Sarah Guyot

Personal information
- Nationality: France
- Born: 16 April 1991 (age 35) Vannes, Morbihan, France
- Height: 1.76 m (5 ft 9+1⁄2 in)
- Weight: 68 kg (150 lb)

Sport
- Sport: Canoeing
- Event: Sprint canoe
- Club: Canoe Kayak Club Tours
- Coached by: Nicolas Maillot

Medal record
Representing France
U23 World Championships
| Gold medal – first place | 2013 Niagara | K-1 500 m |
Mediterranean Games
| Silver medal – second place | 2018 Taragona | K-1 200 m |

= Sarah Guyot =

French canoeist (born 1991)

Sarah Guyot (born 16 April 1991 in Vannes, Morbihan) is a French sprint canoeist. Guyot is a member of Canoe Kayak Club Tours in Tours, and is coached and trained by Nicolas Maillot. She began to canoe when she was 10, following an elder brother who also canoed at that time.

Guyot represented France at the 2012 Summer Olympics in London, where she competed in the women's K-4 500 metres, along with her teammates Marie Delattre, Joanne Mayer, and Gabrielle Tuleu.
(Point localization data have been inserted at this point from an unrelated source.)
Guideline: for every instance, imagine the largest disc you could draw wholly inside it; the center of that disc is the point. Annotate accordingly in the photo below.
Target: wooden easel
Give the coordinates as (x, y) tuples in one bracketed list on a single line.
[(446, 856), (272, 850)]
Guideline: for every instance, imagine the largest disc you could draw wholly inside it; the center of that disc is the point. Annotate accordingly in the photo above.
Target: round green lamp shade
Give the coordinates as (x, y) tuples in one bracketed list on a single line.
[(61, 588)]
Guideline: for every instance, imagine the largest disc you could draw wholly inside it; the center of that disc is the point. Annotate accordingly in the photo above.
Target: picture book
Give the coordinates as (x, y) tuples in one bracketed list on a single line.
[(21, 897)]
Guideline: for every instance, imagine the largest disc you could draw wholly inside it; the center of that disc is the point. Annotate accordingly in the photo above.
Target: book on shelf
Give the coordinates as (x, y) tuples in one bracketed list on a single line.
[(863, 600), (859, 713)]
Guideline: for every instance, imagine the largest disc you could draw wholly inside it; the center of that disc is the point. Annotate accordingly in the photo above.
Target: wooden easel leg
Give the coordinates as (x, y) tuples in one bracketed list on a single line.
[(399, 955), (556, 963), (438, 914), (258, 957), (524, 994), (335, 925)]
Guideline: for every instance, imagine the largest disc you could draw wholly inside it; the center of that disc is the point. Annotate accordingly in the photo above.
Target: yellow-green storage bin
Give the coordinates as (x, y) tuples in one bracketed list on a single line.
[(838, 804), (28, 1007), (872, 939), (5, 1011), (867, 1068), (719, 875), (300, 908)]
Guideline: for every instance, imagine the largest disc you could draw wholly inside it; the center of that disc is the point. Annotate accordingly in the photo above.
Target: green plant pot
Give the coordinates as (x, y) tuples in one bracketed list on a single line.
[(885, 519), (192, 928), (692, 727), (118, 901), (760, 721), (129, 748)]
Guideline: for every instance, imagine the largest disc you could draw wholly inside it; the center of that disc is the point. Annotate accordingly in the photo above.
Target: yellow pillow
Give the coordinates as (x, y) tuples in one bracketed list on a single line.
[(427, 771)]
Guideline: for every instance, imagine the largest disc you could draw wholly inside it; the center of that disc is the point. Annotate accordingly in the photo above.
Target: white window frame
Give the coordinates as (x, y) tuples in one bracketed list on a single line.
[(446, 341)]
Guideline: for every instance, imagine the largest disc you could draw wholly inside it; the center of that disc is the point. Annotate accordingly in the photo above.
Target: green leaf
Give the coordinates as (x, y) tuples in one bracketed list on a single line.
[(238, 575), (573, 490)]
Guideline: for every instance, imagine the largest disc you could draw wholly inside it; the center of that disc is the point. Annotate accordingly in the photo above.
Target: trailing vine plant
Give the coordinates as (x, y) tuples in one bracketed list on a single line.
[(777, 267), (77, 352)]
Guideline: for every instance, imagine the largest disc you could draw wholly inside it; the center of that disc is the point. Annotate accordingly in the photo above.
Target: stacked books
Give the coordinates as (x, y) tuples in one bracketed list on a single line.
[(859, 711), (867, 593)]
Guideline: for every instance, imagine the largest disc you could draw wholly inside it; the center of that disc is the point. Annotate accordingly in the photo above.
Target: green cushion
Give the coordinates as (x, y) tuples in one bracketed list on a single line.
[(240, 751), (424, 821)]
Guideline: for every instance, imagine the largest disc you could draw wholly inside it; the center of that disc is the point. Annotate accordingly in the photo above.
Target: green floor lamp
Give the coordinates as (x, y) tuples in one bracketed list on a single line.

Guyot and her team finished last in the final by more than a second behind the Russian team (led by Yuliana Salakhova), recording the slowest time of 1:35.299.

At the 2013 U23 World Championships, she won a gold medal in the K-1 500 m.

In 2014, the European U23 Championships were held in Mantes-en-Yvelines, France; Guyot won two gold medals on home water, the K-1 200 m and the K-1 500 m.

At the 2016 Olympics, Guyot competed in the K-1 200 m, reaching the final, where she finished in 5th place.

In 2017, she graduated from her training in physiotherapy, allowing her to concentrate on canoeing.